# nbml
A minimal machine learning library built on `ndarray` for low-level ML algorithm development in Rust.
Unlike high-level frameworks, `nbml` provides bare primitives and a lightweight optimizer API for building custom neural networks from scratch. If you want comfortable abstractions, see [Burn](https://github.com/tracel-ai/burn).
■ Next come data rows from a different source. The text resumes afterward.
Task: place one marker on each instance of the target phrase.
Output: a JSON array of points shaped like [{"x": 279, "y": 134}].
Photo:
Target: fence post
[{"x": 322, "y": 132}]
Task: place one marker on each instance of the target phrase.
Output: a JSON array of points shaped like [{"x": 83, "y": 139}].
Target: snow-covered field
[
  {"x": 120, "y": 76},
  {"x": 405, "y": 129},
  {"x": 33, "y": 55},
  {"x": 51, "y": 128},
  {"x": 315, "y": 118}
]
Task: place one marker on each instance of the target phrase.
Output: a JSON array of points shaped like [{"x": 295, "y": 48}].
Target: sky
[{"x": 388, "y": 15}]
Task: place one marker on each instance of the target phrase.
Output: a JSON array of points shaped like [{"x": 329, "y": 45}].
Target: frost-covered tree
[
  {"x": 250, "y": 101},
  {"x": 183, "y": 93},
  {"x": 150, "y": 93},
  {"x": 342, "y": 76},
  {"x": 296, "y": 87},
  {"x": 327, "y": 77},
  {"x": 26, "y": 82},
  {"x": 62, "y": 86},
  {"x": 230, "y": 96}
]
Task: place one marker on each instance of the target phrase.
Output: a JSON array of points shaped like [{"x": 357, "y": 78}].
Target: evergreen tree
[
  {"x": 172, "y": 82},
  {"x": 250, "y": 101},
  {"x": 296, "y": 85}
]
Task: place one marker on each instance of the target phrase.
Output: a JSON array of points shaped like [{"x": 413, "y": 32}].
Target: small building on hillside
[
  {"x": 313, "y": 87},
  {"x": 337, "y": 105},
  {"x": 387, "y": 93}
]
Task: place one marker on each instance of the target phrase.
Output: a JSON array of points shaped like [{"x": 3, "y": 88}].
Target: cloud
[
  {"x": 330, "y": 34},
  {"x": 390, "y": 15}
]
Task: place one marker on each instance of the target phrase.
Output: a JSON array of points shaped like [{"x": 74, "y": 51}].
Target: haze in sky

If you want to understand what's happening under the hood and have full control, `nbml` gives you the building blocks.
## Features
- **Core primitives**: Transformers, Attention, LSTM, Conv2D, Feedforward layers, etc
- **Activation functions**: ReLU, Sigmoid, Tanh, etc
- **Layers**: Softmax, LayerNorm, Sequence Pooling
- **Optimizers**: AdamW, SGD
- **Utilities**: Variable Sequence Batching, Gradient Clipping, Gumbel Softmax, Plots, etc
- **Minimal abstractions**: Direct ndarray integration for custom algorithms
## Quick Start
```rust
use nbml::nn::FFN;
use nbml::f::Activation;
use nbml::optim::{AdamW, Optimizer, ToParams};
// Build a simple feedforward network
let mut model = FFN::new(vec![
(784, 12, Activation::Relu),
(12, 1, Activation::Sigmoid),
]);
// Create optimizer
let mut optimizer = AdamW::default().with(&mut model);
// Training loop (simplified)
for batch in training_data {
let output = model.forward(batch.x, true);
let loss = cross_entropy(&output, &batch.y);
let grad = model.backward(loss);
optimizer.step(&mut model);
model.zero_grads();
}
```
## Architecture
### NN Layers (`nbml::nn`)
- **`Layer`**: Single nonlinear projection layer
- **`FFN`**: Feedforward network with configurable layers
- **`LSTM`**: Long Short-Term Memory Network
- **`RNN`**: Vanilla recurrent neural network
- **`ESN`**: Echo-state network, fixed recurrence + readout
- **`LSM`**: Liquid state machine
- **`RNNReservoir`**: RNN reservoir (used by ESN)
- **`SNNReservoir`**: Spiking neural network reservoir (used by LSM)
- **`Conv2D`**: Explicit Im2Col Conv2D layer (CPU efficient, memory hungry)
- **`PatchwiseConv2D`**: Patchwise Conv2D layer (CPU hungry, memory efficient)
- **`LinearSSM`**: Discrete Linear SSM
- **`Attention`**: Core softmax attention primitive
- **`SelfAttention`**: Multi-head self attention
- **`CrossAttention`**: Multi-head cross attention
- **`LinearAttention`**: Linear self attention with recurrent matrix-valued state. Subquadratic alternative to softmax attention ([Katharopoulos et al., 2020](https://arxiv.org/abs/2006.16236))
- **`GatedLinearAttention`**: Gated linear attention with matrix-valued state and outer-product gating ([Yang et al., 2024](https://proceedings.mlr.press/v235/yang24ab.html))
- **`Transformer`**: Transformer encoder/decoder block
- **`LinearTransformer`**: Transformer block using linear self attention instead of softmax attention
- **`GlaTransformer`**: Transformer block using gated linear attention. Similar to Mamba, RWKV, RetNet, etc.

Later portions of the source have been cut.